# Might be considered graphic, but she's in heaven!



## RachelsaurusRexU (Sep 4, 2010)

A friend of mine gave me the scraps from a small deer he hunted, and the head has been in my freezer for a couple months. I just didn't really have the guts to feed it. Well, it's a beautiful day out, and I've been portioning out a large order, so I finally decided to take this thing out of the freezer and let the dogs have at it. Here's Frankie enjoying her turn:


----------



## lucky (Jan 8, 2011)

I wish I could get cool stuff like that for lucky over here  she does look like she's in heaven


----------



## Ania's Mommy (Feb 8, 2009)

Eeewww!! I couldn't do it. I can't handle eyes and teeth. Looks like they're having a great time though! Props, guurl! :tongue:


----------



## whiteleo (Sep 7, 2008)

Ania's Mommy said:


> Eeewww!! I couldn't do it. I can't handle eyes and teeth. Looks like they're having a great time though!
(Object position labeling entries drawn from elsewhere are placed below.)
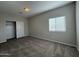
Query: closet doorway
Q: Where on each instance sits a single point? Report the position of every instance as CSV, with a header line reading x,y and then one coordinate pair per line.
x,y
11,29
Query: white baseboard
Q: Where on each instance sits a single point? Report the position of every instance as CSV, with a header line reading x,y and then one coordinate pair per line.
x,y
53,40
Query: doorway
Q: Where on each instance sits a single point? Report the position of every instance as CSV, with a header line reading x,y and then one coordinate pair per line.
x,y
11,29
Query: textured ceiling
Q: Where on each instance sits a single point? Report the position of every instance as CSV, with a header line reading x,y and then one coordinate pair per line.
x,y
17,7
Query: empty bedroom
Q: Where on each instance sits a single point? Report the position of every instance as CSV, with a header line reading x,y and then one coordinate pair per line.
x,y
39,29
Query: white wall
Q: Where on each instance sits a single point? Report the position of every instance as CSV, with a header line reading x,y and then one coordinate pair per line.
x,y
77,24
39,25
20,25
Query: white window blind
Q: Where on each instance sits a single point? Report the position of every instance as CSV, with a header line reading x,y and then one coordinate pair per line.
x,y
57,24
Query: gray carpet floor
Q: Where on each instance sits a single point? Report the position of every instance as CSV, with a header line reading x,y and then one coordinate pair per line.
x,y
34,47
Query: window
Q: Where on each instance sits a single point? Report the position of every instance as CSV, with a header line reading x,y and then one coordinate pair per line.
x,y
57,24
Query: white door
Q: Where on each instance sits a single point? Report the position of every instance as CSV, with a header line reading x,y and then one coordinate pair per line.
x,y
10,30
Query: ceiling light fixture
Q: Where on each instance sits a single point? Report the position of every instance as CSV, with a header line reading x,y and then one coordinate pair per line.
x,y
27,9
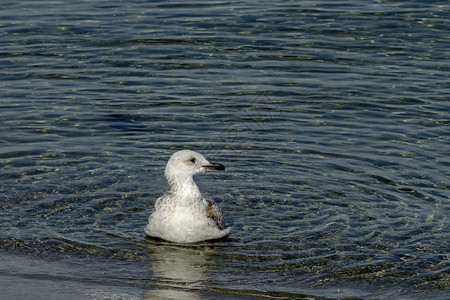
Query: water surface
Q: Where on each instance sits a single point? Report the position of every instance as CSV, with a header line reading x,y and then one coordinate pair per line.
x,y
330,116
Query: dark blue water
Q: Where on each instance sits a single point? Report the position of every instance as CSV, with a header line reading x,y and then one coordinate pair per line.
x,y
332,118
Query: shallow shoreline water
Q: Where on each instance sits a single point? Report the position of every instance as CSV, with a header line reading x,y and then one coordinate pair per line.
x,y
331,118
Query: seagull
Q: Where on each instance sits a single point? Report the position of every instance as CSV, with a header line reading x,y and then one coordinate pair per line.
x,y
183,214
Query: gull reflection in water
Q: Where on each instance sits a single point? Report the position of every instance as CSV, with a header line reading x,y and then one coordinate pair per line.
x,y
180,271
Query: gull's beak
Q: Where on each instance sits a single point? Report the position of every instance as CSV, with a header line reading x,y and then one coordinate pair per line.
x,y
214,166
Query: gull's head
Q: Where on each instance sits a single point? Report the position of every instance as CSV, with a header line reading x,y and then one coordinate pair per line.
x,y
186,163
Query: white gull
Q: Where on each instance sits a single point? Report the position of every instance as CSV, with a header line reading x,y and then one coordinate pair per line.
x,y
183,214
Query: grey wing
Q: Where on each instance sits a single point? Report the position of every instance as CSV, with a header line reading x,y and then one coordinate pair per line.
x,y
214,212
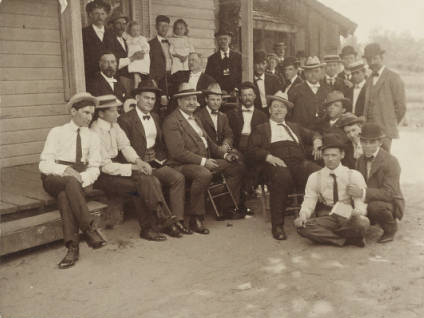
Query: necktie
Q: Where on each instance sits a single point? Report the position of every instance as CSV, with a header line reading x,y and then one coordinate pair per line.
x,y
288,131
335,188
78,149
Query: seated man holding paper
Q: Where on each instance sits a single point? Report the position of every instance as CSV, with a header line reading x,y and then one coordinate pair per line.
x,y
336,222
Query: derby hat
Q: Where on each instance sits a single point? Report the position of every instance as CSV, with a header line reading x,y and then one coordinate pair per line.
x,y
107,101
186,90
83,99
333,140
348,119
332,58
356,66
312,62
348,50
147,85
373,49
336,96
372,131
281,97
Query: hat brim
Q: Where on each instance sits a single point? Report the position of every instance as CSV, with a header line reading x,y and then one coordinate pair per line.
x,y
288,103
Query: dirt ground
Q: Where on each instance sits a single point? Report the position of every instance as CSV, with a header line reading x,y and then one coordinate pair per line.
x,y
238,270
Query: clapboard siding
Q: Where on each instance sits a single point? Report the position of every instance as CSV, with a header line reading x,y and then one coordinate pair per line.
x,y
31,78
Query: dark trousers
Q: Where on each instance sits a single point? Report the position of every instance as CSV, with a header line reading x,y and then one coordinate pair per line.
x,y
201,178
282,181
72,205
381,213
334,229
146,193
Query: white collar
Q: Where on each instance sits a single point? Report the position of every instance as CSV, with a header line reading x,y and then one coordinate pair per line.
x,y
109,79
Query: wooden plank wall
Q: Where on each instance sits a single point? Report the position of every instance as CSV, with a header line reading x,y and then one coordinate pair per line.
x,y
199,15
31,78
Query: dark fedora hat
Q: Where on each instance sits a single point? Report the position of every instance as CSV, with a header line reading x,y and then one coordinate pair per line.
x,y
147,85
333,141
348,119
373,49
348,50
372,131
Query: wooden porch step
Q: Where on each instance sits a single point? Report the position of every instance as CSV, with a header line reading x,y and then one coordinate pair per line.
x,y
37,230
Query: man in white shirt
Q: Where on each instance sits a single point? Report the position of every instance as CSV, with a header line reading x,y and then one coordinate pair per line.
x,y
336,222
69,165
130,178
196,156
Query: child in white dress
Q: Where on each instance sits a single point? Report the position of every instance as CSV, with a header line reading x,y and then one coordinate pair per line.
x,y
137,42
180,46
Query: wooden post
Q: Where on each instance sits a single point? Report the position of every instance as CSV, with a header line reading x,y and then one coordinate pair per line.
x,y
247,39
72,50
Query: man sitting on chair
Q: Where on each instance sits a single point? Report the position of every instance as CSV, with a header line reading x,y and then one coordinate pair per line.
x,y
327,195
279,147
191,152
69,166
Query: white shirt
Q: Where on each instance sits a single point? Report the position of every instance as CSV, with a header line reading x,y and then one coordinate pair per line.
x,y
61,146
198,130
320,188
113,139
279,133
100,32
314,87
356,91
260,82
149,126
247,119
194,78
376,78
214,118
110,80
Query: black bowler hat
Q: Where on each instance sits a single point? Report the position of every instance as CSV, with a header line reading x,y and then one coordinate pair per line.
x,y
333,141
372,131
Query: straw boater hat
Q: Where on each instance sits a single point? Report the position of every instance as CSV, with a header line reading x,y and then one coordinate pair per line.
x,y
336,96
372,131
107,101
281,97
83,99
186,90
348,119
312,62
356,66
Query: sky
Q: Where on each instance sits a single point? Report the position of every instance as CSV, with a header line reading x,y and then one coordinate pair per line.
x,y
392,15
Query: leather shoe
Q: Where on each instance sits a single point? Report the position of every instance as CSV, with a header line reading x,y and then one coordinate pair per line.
x,y
152,235
173,231
182,228
197,226
278,233
70,258
94,239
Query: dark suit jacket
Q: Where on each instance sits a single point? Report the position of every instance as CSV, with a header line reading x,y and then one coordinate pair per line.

Props, guurl! :tongue:


Your such a weenie!


----------



## DaneMama (Jun 27, 2008)

Graphic but awesome!!!


----------



## luvMyBRT (Mar 8, 2010)

What fun!! ainkiller::biggrin:


----------



## stajbs (Jun 5, 2010)

Wow, I can see she is having a blast!! However now besides chicken feet I can add eyes to my raw phobias. lol Thinking I may be stuck at cooking and BARF for life. Smacks forehead and decides I am a "weenie" too. lol !!!!!!!!!!


----------